In 2004, an MBA student called Salavat Rezbayev was trying to come up with a business plan for his final semester at Harvard Business School. The concept he hit upon — a low-cost airline called airNova — proved so popular with aviation experts and investors that he went on to develop a real concept for an airline.
He wasn’t alone. Rival investors got wind of the idea and launched Sky Express in 2007. After a hunt for investors, Rezbayev finally launched his own, Avianova, in 2009.
Despite high hopes, both airlines ended operations in the autumn. Vedomosti asked their founders why such a promising business plan failed and whether low-cost carriers will fly in Russia again.
A Rough Start
Sky Express and Avianova made their first mistake straightaway by choosing used airplanes that require more frequent and laborious repairs.
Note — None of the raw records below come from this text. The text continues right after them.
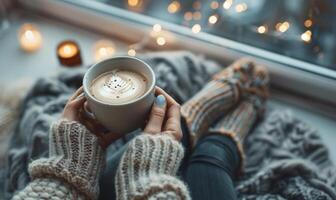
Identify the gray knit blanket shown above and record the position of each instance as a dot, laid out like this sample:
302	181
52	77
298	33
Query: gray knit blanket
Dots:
286	159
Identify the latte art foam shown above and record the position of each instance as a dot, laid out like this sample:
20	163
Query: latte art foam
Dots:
119	86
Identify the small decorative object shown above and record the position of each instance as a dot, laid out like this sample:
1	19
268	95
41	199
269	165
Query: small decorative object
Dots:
29	37
68	53
103	49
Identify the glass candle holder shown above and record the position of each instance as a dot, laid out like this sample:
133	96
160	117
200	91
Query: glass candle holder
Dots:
30	39
68	53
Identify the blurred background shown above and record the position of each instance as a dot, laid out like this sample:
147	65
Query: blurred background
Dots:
295	39
303	29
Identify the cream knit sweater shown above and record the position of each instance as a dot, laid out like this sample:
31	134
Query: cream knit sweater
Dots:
147	169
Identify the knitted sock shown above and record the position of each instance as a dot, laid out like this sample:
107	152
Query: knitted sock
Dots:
220	94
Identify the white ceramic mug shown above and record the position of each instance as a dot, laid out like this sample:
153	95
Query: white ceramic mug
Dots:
125	117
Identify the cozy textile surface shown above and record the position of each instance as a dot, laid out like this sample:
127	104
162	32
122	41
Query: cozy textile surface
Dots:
285	158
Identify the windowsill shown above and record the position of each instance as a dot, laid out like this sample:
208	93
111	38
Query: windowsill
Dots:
290	74
44	62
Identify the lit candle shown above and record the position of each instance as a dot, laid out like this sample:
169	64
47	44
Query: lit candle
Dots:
103	49
68	53
29	37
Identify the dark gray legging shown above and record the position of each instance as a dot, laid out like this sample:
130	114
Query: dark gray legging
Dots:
208	171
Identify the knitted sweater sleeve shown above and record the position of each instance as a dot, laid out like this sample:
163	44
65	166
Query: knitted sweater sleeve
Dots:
148	168
72	169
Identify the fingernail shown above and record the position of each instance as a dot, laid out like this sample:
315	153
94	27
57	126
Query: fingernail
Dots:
160	100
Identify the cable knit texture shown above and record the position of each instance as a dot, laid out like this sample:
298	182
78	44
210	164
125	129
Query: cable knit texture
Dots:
148	167
75	159
48	188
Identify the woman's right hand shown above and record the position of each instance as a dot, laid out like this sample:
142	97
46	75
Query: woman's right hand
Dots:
165	117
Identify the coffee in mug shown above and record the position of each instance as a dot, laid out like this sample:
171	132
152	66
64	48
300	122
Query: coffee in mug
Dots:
119	86
120	93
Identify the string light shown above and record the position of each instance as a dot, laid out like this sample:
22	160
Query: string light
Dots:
188	16
308	23
104	49
131	52
133	3
214	5
197	15
196	28
213	19
227	4
157	28
161	41
262	29
241	7
282	27
306	36
174	6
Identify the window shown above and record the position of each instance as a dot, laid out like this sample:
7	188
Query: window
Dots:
301	29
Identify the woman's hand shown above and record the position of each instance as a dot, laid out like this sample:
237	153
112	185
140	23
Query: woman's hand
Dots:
165	116
73	111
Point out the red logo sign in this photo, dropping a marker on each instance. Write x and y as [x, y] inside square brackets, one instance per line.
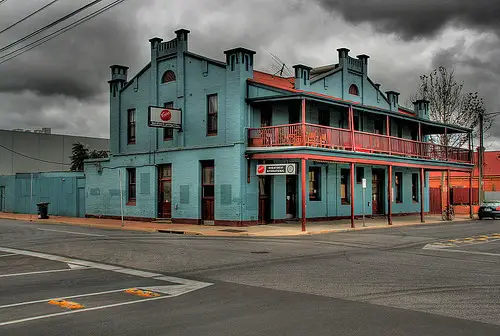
[166, 115]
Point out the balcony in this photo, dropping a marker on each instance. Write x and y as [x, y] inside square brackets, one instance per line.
[344, 139]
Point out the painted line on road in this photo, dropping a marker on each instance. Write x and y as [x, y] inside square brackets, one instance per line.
[72, 232]
[42, 272]
[80, 311]
[438, 248]
[61, 297]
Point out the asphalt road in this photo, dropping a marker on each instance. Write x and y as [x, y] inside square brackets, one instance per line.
[425, 280]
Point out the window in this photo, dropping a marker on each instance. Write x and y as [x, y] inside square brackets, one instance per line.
[324, 117]
[414, 187]
[360, 174]
[344, 186]
[207, 179]
[398, 181]
[168, 76]
[213, 109]
[131, 126]
[353, 89]
[131, 185]
[314, 183]
[168, 133]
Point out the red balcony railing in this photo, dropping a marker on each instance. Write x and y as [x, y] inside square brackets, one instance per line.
[338, 138]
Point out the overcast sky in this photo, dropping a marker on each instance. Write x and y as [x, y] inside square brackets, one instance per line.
[62, 84]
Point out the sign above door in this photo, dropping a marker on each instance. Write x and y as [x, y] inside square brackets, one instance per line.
[277, 169]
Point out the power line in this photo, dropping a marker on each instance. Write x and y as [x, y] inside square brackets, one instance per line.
[49, 37]
[50, 25]
[27, 17]
[33, 158]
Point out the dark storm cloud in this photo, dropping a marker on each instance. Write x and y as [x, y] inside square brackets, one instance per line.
[418, 18]
[75, 64]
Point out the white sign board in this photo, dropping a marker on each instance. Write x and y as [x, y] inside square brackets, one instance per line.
[277, 169]
[164, 117]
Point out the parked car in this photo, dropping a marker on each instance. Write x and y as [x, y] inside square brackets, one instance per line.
[489, 209]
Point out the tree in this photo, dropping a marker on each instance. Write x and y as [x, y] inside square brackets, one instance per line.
[449, 104]
[81, 153]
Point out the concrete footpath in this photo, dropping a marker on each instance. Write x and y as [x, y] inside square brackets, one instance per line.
[270, 230]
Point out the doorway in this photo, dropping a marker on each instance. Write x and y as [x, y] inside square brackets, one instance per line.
[377, 191]
[165, 191]
[291, 196]
[264, 199]
[207, 192]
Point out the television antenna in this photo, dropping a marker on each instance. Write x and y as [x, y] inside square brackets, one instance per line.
[279, 67]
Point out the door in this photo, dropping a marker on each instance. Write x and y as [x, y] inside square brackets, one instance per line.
[291, 196]
[2, 199]
[377, 195]
[264, 199]
[165, 191]
[207, 192]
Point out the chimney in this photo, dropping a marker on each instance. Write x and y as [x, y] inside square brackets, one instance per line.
[302, 76]
[421, 107]
[393, 98]
[364, 60]
[343, 54]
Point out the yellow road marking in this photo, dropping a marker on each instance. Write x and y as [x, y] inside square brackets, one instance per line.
[140, 292]
[66, 304]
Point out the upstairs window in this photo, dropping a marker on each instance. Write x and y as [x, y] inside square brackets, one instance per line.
[212, 112]
[353, 89]
[168, 133]
[168, 76]
[131, 126]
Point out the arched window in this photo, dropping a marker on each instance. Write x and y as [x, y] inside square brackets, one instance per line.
[168, 76]
[353, 89]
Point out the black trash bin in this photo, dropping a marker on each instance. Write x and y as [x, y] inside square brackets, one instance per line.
[43, 210]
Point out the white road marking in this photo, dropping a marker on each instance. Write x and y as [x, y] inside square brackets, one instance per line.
[439, 248]
[72, 232]
[80, 311]
[40, 272]
[61, 297]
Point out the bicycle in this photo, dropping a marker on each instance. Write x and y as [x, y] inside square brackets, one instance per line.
[448, 213]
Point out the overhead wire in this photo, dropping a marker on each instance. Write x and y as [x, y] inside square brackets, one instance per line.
[27, 17]
[53, 35]
[50, 25]
[34, 158]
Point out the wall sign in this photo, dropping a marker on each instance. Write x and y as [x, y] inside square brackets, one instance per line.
[277, 169]
[164, 117]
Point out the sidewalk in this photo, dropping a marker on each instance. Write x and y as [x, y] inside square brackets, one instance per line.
[271, 230]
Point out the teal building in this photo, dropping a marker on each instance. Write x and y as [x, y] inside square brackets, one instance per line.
[255, 148]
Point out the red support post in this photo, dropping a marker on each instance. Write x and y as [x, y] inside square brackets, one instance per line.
[304, 187]
[471, 210]
[303, 121]
[352, 195]
[389, 197]
[448, 200]
[351, 127]
[422, 177]
[388, 132]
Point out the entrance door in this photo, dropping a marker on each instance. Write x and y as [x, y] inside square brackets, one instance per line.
[377, 188]
[264, 199]
[291, 196]
[208, 192]
[165, 191]
[2, 199]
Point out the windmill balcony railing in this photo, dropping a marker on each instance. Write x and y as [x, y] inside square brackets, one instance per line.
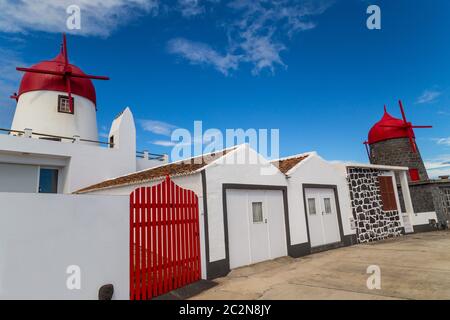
[28, 133]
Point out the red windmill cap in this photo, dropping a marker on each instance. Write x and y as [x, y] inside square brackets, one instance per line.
[38, 81]
[388, 128]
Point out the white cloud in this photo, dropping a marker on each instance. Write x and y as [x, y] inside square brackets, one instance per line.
[98, 17]
[439, 166]
[157, 127]
[189, 8]
[428, 96]
[443, 141]
[200, 53]
[256, 35]
[9, 83]
[164, 143]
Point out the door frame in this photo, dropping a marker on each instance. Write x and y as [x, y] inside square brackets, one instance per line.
[338, 211]
[227, 186]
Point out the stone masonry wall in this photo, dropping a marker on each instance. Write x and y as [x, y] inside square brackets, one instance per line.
[397, 152]
[372, 222]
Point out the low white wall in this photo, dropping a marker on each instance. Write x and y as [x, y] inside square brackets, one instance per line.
[423, 218]
[42, 235]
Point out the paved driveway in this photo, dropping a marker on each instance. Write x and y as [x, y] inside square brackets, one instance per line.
[412, 267]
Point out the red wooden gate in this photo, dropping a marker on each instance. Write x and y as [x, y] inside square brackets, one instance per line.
[164, 240]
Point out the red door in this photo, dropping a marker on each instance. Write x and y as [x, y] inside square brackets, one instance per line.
[164, 240]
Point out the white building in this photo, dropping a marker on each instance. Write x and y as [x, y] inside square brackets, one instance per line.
[252, 211]
[246, 209]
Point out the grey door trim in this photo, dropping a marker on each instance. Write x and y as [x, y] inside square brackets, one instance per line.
[338, 207]
[226, 187]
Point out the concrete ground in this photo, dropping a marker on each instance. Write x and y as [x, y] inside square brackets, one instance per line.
[412, 267]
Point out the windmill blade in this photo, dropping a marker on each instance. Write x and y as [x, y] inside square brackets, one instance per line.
[66, 55]
[402, 111]
[394, 126]
[88, 76]
[69, 93]
[413, 144]
[32, 70]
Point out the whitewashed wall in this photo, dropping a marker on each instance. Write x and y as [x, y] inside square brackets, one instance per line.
[423, 218]
[41, 235]
[315, 170]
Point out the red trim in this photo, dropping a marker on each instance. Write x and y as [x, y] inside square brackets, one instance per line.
[414, 174]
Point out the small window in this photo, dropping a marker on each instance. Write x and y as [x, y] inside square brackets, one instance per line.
[312, 206]
[327, 205]
[48, 181]
[414, 174]
[64, 105]
[257, 212]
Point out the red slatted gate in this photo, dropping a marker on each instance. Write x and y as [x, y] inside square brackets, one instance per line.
[164, 240]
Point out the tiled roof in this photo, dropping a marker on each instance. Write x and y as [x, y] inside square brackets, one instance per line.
[284, 165]
[180, 168]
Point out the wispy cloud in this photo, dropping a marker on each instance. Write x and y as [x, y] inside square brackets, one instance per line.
[438, 166]
[157, 127]
[256, 35]
[9, 83]
[201, 53]
[429, 96]
[164, 143]
[443, 141]
[99, 17]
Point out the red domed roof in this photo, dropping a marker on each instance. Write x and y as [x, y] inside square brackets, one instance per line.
[388, 128]
[39, 81]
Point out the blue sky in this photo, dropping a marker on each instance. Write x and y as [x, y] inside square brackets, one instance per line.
[311, 69]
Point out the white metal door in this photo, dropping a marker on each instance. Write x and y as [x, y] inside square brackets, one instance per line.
[258, 222]
[322, 217]
[256, 226]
As a result, both airlines suffered from flight delays.
“When a passenger experiences an hours-long delay and no one helps him, he simply doesn’t fly again,” said Konstantin Teterin, who worked with Rezbayev on the airNova concept and is currently heading the liquidating commission at Avianova.
“A low-budget airline’s airplane should be maximally dependable since the discounter is going to squeeze everything possible out of it,” said Sergei Koltovich, who was head of fleet planning at Aeroflot when Rezbayev was working on the airNova concept. “Ryanair takes new machines from the plant and uses them seven or eight years before their first capital overhaul, and then sells them on.”
The airNova proposal called for 15 new Airbus A320 planes, but in practice things worked out differently. Sky Express had Boeing 737 models that were an average of 19 years old.
Low-cost airlines have a very tight schedule, and when even one plane was out of commission, Sky Express flights were delayed, said Dmitry Chernyak, who worked on the Avianova project for majority shareholder A1.
Consequently, a Sky Express plane spent six hours a day in flight, according to his data.
Marina Bukalova, who was general director of Sky Express, said that, at the time, “there was no equipment available on the secondary market.” When Sky Express started, there were prohibitive duties on the import of foreign airplanes that, along with VAT, amounted to 41 percent of the cost of the aircraft.
Delays began to occur at Avianova as well, although Koltovich considers its policy toward its fleet more correct.
The company chose the A320 and in its fleet were two planes made in 1997 and four that were 5 to 8 years old. Chernyak said the planes spent on average 12.5 hours a day in the air.
Flying at a Loss
Nonetheless, Sky Express and Avianova occupied a significant place on the market. In 2010, Avianova carried 1.3 million passengers, and Sky Express had 1.15 million.
But they were unable to turn a profit. SPARK data show Sky Express and Avianova continually sold tickets at a loss. In 2010, the cost to Sky Express of its flights was 4.3 billion rubles ($134 million), while revenue was only 3.6 billion rubles.
Those indicators for Avianova that year were 3.5 billion rubles and 2.4 billion rubles, respectively.
Rezbayev said the cut-rate carriers poached customers away from traditional airlines instead of building their own passenger base.
“There is a huge number of people who could have flown [the discount airlines] but didn’t,” Rezbayev said. “There was a huge, dead niche that had to be brought to life. But instead of doing that, the low-cost airlines took the easiest pieces — business from the big carriers.”
The budget airlines were unable to compete with traditional carriers for business passengers who flew from Moscow to the regions. Usually their employers bought the airline tickets, and a saving of 1,000 rubles to 2,000 rubles was not as important to them as a timely arrival.
No Add-On Income
Teterin had similar comments. Flying with a budget airline was a good choice for a tourist of modest means, he said. But there is no tradition in Russia of flying to the country for the weekend and no infrastructure to allow for it.
“One would do better flying to the Baltic,” Teterin said.
The lack of mid-level hotels at a decent price in Russia deprives discount airlines of the opportunity to complement their incomes by selling extra services.
Teterin estimates that European low-cost airlines make about 30 percent of their income from hotel and car reservations and the sale of similar services.
“What hotels can we reserve in the country by Internet?” Teterin asked with a laugh.
Another reason it is hard for budget airlines to compete is that, worldwide, they usually fly to small, peripheral airports. But in Russia those airports are not capable of receiving planes like a Boeing 737 or A320.
Also, airports prefer to serve the flights they are accustomed to. Budget carriers use cheap and inconvenient night timeslots, which means they attract fewer fliers.
Sky Express ran up 2.5 billion rubles in debt to its suppliers and then collapsed. Now Oleg Deripaska’s Kubanskiye Airlines flies on its routes. Avianova was ultimately grounded by a shareholders’ conflict.
The story may not be over, however. Chernyak says there are three groups of investors currently considering launching budget carriers in Russia. Rezbayev said he has not laid the subject to rest either and that a little of it “remains in the soul.”